While historians of the frontier experience in northern New Spain and the Spanish Borderlands have made numerous contributions to knowledge over the past eight decades, they have devoted little attention to Spain’s southern frontier in Chile and Argentina. Indeed, scholars have lamented the relative lack of published works pertaining to this South American frontier in both the colonial and national periods of Latin American history.

This work addresses that very inadequacy—the Spanish and Chilean frontier in the region known as “La Araucania, ’’ southward from the Bío Bío River in the period from the expedition of Pedro de Valdivia in 1551 to the last uprisings of the Mapuche Indians and civil organization of the pacified frontier by the Chilean government near the end of the nineteenth century. Its author, Ricardo Ferrando Keun, has studied and had a distinguished career in Chilean education and public service, and he is thoroughly familiar with La Araucania and its literature. However, his research also encompasses primary materials in Chile at the Biblioteca Nacional, Biblioteca del Congreso Nacional, and Museo Nacional. The text includes some documents published for the first time. While this enhances the importance of the work, it could have been even more valuable had the author consulted materials from Spanish archives.

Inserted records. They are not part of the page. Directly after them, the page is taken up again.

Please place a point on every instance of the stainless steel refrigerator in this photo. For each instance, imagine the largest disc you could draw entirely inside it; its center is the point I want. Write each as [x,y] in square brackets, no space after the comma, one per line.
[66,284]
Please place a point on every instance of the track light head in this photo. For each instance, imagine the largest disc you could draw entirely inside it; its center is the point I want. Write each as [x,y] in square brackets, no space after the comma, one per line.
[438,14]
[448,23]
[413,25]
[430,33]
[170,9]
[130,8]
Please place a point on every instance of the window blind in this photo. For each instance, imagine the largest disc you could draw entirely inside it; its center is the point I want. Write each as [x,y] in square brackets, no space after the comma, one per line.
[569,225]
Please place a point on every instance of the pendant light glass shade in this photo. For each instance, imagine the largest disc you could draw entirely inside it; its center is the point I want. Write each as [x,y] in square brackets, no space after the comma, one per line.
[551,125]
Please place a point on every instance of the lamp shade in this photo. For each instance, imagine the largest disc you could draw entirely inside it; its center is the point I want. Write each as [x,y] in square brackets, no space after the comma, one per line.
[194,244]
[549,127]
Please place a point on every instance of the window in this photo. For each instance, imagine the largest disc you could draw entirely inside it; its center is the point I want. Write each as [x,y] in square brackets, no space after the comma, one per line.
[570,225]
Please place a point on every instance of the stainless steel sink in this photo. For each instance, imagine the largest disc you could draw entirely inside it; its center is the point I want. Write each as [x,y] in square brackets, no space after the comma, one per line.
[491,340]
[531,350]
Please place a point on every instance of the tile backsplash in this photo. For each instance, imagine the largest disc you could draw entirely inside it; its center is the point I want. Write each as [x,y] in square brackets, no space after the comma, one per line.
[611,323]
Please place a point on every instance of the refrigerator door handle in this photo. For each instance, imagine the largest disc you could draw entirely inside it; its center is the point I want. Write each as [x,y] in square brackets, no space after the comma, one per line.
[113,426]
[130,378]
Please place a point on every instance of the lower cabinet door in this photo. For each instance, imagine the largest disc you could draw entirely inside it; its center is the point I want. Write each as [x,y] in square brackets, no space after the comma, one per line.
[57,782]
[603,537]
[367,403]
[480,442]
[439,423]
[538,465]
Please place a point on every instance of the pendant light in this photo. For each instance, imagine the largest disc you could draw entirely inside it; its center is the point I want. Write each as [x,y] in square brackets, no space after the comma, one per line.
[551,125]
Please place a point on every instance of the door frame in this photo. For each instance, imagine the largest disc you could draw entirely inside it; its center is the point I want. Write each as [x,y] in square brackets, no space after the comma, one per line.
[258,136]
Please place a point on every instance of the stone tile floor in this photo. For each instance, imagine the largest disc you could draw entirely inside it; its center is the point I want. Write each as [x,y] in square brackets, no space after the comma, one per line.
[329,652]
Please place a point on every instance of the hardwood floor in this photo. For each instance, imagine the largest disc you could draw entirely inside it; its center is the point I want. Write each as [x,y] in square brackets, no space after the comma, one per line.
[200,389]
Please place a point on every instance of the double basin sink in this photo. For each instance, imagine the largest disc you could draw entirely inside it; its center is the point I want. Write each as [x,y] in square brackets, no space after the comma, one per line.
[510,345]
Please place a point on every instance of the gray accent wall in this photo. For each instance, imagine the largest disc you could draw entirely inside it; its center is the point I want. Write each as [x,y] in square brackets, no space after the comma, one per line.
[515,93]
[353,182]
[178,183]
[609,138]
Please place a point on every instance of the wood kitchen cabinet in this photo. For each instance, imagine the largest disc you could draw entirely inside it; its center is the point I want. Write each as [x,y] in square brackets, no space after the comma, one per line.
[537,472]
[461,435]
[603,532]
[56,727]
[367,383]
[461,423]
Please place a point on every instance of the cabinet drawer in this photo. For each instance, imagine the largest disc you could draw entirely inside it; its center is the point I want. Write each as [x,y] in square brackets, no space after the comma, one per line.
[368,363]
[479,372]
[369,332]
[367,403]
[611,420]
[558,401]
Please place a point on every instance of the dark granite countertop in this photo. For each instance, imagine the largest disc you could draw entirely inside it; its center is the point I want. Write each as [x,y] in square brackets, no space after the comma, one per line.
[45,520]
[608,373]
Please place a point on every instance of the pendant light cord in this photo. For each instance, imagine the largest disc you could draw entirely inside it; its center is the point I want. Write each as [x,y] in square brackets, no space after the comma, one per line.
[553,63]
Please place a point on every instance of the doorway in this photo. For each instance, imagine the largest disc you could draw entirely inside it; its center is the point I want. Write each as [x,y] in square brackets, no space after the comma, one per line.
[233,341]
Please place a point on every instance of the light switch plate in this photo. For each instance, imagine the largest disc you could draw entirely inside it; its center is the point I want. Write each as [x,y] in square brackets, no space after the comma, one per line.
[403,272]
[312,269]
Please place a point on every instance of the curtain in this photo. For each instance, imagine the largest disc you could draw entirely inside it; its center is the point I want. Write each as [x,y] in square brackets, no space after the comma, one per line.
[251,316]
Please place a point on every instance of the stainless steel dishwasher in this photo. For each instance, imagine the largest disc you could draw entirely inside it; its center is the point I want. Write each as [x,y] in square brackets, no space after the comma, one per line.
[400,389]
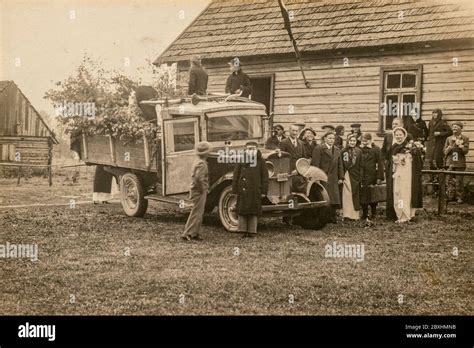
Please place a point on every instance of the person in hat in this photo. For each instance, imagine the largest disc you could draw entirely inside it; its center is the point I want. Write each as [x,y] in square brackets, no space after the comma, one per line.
[198,193]
[327,128]
[438,132]
[404,187]
[238,82]
[250,184]
[455,150]
[293,146]
[278,135]
[307,136]
[339,142]
[372,173]
[351,161]
[327,157]
[355,129]
[198,77]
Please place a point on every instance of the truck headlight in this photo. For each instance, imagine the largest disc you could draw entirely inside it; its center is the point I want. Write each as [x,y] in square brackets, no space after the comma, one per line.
[271,168]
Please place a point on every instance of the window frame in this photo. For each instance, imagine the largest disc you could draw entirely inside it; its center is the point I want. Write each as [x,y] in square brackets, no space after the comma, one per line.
[416,69]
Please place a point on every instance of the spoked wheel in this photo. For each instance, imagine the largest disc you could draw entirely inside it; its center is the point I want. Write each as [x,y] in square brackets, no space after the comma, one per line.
[132,195]
[227,210]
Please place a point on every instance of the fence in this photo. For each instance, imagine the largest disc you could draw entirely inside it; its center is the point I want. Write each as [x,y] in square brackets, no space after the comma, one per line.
[49,167]
[442,176]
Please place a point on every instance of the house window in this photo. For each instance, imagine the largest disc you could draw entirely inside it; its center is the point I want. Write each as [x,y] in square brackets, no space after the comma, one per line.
[400,93]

Ferrando Keun’s thesis is that “La Araucania was a burning subject in the life of Chile” and a unifying force “not only in a territorial sense but in its people” (pp. 308-309). His observation that the people of this region became accustomed to a special way of life revolving around Indian uprisings, warfare, insecurity, and constant reconstructing is thought provoking and reminiscent of the people in northern New Spain. This, he concludes, molded a Chilean frontiersman who had a “certain stoicism, together with an envious faith in his future” (p. 31).

Although the author feels that La Araucania and the frontier represent “our Chilean Far West” (p. xxiii), their history really compares more closely to that of the Spanish Borderlands. For example, the fuertes of Chile strikingly resemble the presidios of northern New Spain, and ten major Mapuche uprisings parallel those of Tepehuanes, Tarahumaras, and the Pueblos in North America. Also, the frequent use of Indian auxiliaries and the establishment of “reducciones” and fortified lines of garrisons along the Bío Bío and elsewhere within the “tierra de guerra” are remarkably similar to those policies on the frontera septentrional of New Spain.

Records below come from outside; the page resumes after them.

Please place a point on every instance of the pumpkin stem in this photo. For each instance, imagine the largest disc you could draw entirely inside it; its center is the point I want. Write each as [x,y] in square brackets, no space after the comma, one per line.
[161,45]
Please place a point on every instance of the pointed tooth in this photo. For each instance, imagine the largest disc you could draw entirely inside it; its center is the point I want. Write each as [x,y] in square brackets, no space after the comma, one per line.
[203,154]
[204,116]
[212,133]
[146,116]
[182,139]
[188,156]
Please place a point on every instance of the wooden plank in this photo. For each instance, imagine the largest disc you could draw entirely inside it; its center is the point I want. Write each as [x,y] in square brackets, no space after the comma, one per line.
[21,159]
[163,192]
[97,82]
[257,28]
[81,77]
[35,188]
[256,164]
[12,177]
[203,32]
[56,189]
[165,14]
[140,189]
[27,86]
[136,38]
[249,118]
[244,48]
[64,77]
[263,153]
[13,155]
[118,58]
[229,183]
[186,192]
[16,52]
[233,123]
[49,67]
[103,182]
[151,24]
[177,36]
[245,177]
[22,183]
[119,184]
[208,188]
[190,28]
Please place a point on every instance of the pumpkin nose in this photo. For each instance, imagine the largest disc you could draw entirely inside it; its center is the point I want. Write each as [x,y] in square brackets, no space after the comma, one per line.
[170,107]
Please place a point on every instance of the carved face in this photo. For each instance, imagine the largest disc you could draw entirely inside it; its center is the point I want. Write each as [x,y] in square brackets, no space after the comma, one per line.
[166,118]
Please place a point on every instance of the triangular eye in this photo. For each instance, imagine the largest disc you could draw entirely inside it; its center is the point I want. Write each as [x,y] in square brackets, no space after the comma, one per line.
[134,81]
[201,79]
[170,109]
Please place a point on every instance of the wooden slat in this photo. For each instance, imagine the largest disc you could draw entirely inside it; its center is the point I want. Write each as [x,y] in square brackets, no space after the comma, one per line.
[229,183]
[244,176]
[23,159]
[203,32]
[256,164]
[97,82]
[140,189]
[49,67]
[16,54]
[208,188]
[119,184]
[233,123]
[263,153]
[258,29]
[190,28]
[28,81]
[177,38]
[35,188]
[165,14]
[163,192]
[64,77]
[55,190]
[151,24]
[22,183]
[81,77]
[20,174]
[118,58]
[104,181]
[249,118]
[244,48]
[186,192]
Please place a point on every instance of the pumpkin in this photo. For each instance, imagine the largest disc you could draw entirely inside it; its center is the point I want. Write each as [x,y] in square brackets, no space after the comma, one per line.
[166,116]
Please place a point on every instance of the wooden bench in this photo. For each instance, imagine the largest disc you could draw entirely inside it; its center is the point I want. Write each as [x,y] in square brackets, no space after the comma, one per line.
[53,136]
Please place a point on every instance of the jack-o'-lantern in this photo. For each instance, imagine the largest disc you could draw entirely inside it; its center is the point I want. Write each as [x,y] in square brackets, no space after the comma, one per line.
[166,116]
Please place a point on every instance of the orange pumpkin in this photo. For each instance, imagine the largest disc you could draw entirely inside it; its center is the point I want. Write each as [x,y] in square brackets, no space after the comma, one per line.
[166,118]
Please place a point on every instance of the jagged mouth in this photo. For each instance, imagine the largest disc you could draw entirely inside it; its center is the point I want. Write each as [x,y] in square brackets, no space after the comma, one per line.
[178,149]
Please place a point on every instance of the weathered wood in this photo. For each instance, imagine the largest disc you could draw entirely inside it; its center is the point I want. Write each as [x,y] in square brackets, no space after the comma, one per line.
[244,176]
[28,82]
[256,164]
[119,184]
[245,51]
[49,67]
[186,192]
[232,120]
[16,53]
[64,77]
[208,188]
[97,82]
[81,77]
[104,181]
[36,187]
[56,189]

Perhaps the title should have said “se desarrolló” instead of “nació” to reflect the continued development of the Chilean frontier over the course of three and one-half centuries. Nevertheless, the book should interest Chilean historians, those from the United States who focus on the Spanish frontier experience, and others in the general fields of colonial and national Latin American history. Well researched, carefully written, and thorough, Y así nació la frontera offers a rare glimpse of the Chilean southern frontier.